Custom merge checks in Bitbucket, in open beta, is a means of adding functions hosted in Forge, Atlassian’s serverless platform, for compliance checks that go beyond the built-in ones. This is the first of a number of new features which aim to make Bitbucket part of a DevOps automation platform. According to product manager Edmund Munday, “Forge is set to become the backbone for a suite of more specialized features aimed at solving complex business problems, from stringent compliance requirements to sophisticated orchestration of CI/CD pipelines.”
These efforts are no doubt necessary for Atlassian to compete effectively with the likes of Microsoft-owned GitHub, which already has a similar feature via GitHub Actions.
Compass, described as a developer experience platform, was released in October 2023. It is a portal whose dashboard tracks software projects, developer activity, and metrics on project health. A Compass component represents the output of a software engineering team, with component types including application, library, service, and machine learning model.
Jira, Atlassian’s issue tracking service, has its own version of components; but there is now an option to use Compass components instead of using Jira components. These can then be associated with Jira issues, and listed on a Components page within Jira. The docs promise that “any Jira component data that you’ve already applied to historical issues will be preserved – there’s no risk of data loss.” There are some limitations: Compass components do not work with automation (a fix is promised around April), and those with more than 30,000 Jira projects cannot use Compass components yet.
Jira also now has work suggestions that highlight issues specifically impacting the logged-in user, such as pull requests that add them as a reviewer, requested changes, failed deployments, failed builds, and critical security vulnerabilities.

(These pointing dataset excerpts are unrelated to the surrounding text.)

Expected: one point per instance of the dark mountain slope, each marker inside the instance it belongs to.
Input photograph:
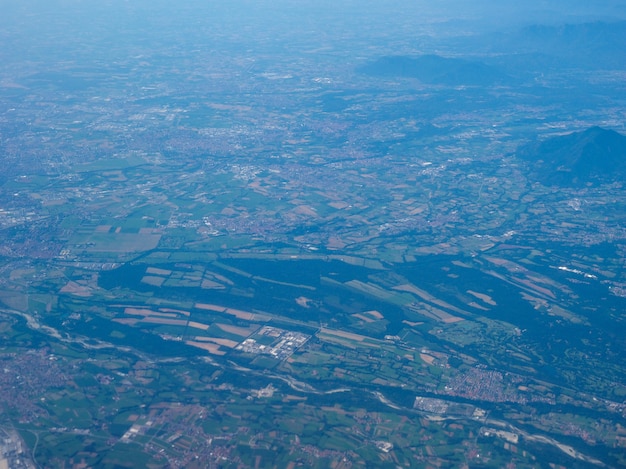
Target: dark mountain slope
(433, 69)
(595, 155)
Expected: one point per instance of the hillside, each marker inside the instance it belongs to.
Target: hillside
(436, 70)
(595, 155)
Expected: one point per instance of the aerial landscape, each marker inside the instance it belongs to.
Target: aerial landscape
(254, 234)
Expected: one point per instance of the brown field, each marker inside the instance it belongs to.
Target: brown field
(210, 284)
(210, 307)
(363, 318)
(148, 312)
(345, 335)
(76, 289)
(156, 271)
(211, 348)
(170, 322)
(152, 280)
(427, 358)
(177, 311)
(225, 342)
(375, 314)
(242, 331)
(128, 321)
(481, 296)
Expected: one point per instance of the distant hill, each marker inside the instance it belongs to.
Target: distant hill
(593, 45)
(595, 155)
(434, 69)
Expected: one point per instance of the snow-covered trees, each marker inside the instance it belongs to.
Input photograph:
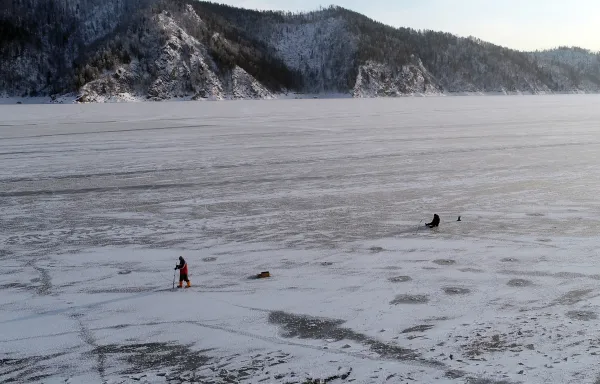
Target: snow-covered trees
(64, 45)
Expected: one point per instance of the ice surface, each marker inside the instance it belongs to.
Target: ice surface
(98, 201)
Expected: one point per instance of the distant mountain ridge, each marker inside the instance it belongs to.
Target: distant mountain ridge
(104, 50)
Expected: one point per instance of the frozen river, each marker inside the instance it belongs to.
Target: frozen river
(97, 202)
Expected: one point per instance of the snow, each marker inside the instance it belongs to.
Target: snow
(99, 200)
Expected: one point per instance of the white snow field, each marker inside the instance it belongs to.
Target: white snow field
(329, 196)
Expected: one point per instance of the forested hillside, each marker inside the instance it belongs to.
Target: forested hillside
(161, 49)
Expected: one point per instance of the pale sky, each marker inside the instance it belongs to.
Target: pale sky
(519, 24)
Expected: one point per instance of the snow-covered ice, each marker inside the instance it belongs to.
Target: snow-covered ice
(98, 201)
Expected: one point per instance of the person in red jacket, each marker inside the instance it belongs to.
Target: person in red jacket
(183, 273)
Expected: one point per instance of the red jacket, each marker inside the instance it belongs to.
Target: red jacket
(182, 267)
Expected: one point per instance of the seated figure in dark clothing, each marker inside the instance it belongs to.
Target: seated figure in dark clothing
(435, 223)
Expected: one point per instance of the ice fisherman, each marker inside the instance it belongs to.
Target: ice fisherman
(435, 223)
(182, 266)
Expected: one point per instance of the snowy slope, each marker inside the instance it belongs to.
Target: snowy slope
(99, 201)
(174, 49)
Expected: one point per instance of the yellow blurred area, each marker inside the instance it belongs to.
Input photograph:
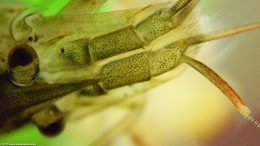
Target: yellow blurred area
(186, 111)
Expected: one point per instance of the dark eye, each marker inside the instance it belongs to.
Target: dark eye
(53, 129)
(32, 38)
(23, 65)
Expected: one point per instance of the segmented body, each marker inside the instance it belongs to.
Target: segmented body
(98, 51)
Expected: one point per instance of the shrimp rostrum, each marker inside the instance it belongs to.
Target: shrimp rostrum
(44, 58)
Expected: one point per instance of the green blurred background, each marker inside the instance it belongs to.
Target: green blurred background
(191, 112)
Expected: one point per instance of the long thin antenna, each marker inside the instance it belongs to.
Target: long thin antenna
(223, 86)
(221, 34)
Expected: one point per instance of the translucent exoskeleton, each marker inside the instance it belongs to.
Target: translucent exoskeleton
(44, 58)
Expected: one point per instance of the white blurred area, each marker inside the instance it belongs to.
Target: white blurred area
(189, 110)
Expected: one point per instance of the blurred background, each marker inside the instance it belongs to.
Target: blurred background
(189, 110)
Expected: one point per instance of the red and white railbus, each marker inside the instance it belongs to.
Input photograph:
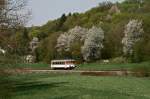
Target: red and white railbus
(63, 64)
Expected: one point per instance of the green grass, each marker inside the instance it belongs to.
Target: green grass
(73, 86)
(86, 66)
(112, 66)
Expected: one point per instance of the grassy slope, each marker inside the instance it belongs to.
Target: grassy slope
(89, 66)
(126, 66)
(55, 86)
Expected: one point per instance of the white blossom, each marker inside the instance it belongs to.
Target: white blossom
(133, 33)
(93, 44)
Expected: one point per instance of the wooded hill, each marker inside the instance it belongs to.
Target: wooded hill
(128, 21)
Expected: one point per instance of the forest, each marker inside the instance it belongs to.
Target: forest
(110, 31)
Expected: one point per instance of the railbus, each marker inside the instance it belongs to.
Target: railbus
(63, 64)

Last month Atlassian ended support for its on-premises server products in favor of cloud subscription versions. Existing server instances will still function but will not receive updates or security patches. That said, there remains an enterprise self-hosted option called Data Center, which can be deployed to servers or to Kubernetes clusters, though this is unattractive for small-scale users thanks to costly licensing. The tech giant is also hoping that Data Center users will move to cloud, and according to co-founders and CEO Mike Cannon-Brookes and Scott Farquhar, “migrations from Data Center are driving more than 60% of cloud migrations, and we’ll only see this trend accelerate.”